Menteri Luar Negeri AS Mike Pompeo, yang mengajukan banding ke dewan yang beranggotakan 15 negara untuk memberikan suara untuk langkah tersebut, mengatakan "kegagalan kelompok untuk bertindak tegas" adalah "tidak bisa dimaafkan."
“Ini menolak resolusi yang masuk akal untuk memperpanjang embargo senjata selama 13 tahun di Iran dan membuka jalan bagi negara sponsor terorisme terkemuka dunia untuk membeli dan menjual senjata konvensional tanpa pembatasan khusus PBB untuk pertama kalinya dalam lebih dari satu dekade," kata dia dalam sebuah pernyataan.

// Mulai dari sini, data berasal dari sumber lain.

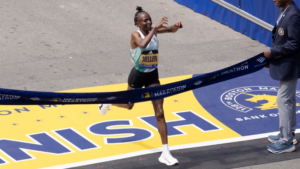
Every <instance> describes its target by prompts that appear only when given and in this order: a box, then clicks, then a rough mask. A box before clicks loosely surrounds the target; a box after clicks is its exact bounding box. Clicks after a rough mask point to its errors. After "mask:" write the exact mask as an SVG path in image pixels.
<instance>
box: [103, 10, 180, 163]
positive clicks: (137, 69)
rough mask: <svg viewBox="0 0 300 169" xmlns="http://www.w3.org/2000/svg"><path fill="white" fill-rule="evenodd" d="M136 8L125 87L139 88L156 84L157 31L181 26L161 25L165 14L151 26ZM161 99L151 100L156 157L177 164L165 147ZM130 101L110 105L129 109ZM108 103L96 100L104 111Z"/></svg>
mask: <svg viewBox="0 0 300 169" xmlns="http://www.w3.org/2000/svg"><path fill="white" fill-rule="evenodd" d="M136 10H137V12H136V13H135V15H134V23H135V25H136V26H137V27H138V28H139V29H138V30H137V31H136V32H134V33H132V35H131V40H130V45H131V49H130V52H131V60H132V62H133V63H134V67H133V68H132V70H131V72H130V74H129V77H128V88H127V89H128V90H131V89H133V88H142V87H144V86H145V87H153V86H159V85H160V82H159V78H158V70H157V66H158V61H159V54H158V46H159V43H158V40H157V34H158V33H167V32H176V31H177V30H178V29H179V28H182V24H181V22H177V23H176V24H174V25H172V26H164V24H168V18H167V17H166V16H164V17H163V18H162V19H161V21H160V22H159V23H158V24H157V25H156V26H155V27H152V20H151V17H150V15H149V14H148V13H147V12H145V11H143V9H142V7H137V8H136ZM163 102H164V100H163V99H159V100H153V101H152V104H153V107H154V111H155V117H156V120H157V127H158V131H159V134H160V137H161V140H162V144H163V147H162V149H163V151H162V154H161V156H160V157H159V159H158V160H159V161H160V162H161V163H164V164H166V165H169V166H170V165H175V164H178V160H177V159H176V158H174V157H173V156H172V155H171V153H170V151H169V147H168V134H167V125H166V121H165V117H164V110H163ZM133 105H134V104H113V106H117V107H122V108H127V109H129V110H130V109H132V107H133ZM110 106H112V104H99V111H100V113H101V114H102V115H105V114H106V112H107V111H108V108H109V107H110Z"/></svg>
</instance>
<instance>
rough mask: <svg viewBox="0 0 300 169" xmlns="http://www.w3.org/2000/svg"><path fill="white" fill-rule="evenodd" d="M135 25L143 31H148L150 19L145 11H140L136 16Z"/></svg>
mask: <svg viewBox="0 0 300 169" xmlns="http://www.w3.org/2000/svg"><path fill="white" fill-rule="evenodd" d="M137 26H138V27H139V28H140V29H142V30H145V31H150V30H151V27H152V20H151V17H150V15H149V14H148V13H147V12H143V13H140V14H139V16H138V23H137Z"/></svg>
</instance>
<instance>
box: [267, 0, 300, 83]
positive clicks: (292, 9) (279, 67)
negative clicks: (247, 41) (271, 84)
mask: <svg viewBox="0 0 300 169" xmlns="http://www.w3.org/2000/svg"><path fill="white" fill-rule="evenodd" d="M280 13H281V12H280ZM272 39H273V47H272V48H271V55H272V59H271V62H270V75H271V77H272V78H273V79H275V80H281V81H287V80H292V79H298V78H300V10H299V8H298V7H297V6H296V4H295V3H294V2H292V3H291V4H290V5H289V7H288V8H287V9H286V11H285V13H284V15H283V16H282V18H281V20H280V22H279V24H278V25H277V24H275V26H274V29H273V31H272Z"/></svg>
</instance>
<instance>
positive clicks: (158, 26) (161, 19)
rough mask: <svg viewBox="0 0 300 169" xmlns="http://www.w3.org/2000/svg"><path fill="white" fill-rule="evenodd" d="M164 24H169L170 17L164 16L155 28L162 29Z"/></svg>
mask: <svg viewBox="0 0 300 169" xmlns="http://www.w3.org/2000/svg"><path fill="white" fill-rule="evenodd" d="M164 24H168V17H166V16H164V17H163V18H162V19H161V21H160V22H159V23H158V24H157V25H156V26H155V28H156V29H159V28H161V27H162V26H163V25H164Z"/></svg>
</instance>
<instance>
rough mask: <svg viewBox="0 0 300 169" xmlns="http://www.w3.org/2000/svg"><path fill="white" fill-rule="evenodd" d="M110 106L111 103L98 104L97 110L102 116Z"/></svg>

Pompeo mengatakan AS tidak akan pernah meninggalkan teman-temannya di kawasan yang "mengharapkan lebih banyak" dari DK PBB, yang tampaknya mengacu pada Israel.
Resolusi tersebut menghadapi tekanan yang kuat dari Rusia dan China, dua anggota DK PBB pemegang hak veto dan sekutu dekat Iran.
Presiden Iran Hasan Rouhani memperingatkan "konsekuensi" jika DK menerima resolusi tersebut.
Pejabat Iran menyatakan bahwa langkah tersebut melanggar ketentuan Rencana Aksi Komprehensif Bersama (JCPOA), juga dikenal sebagai kesepakatan nuklir Iran, yang dinegosiasikan antara Iran dan negara-negara P5+1 yaitu AS, Inggris, China, Prancis, Rusia, serta Jerman pada 2015.
Laporan media AS menunjukkan pemerintahan Trump dengan arogan sedang mempertimbangkan untuk memicu sanksi snapback minggu depan. AS dalam beberapa waktu terakhir mengancam akan kembali memberlakukan sanksi kepada Iran atau snapback jika PBB tidak memperpanjang embargo senjata yang akan berakhir pada Oktober tahun ini.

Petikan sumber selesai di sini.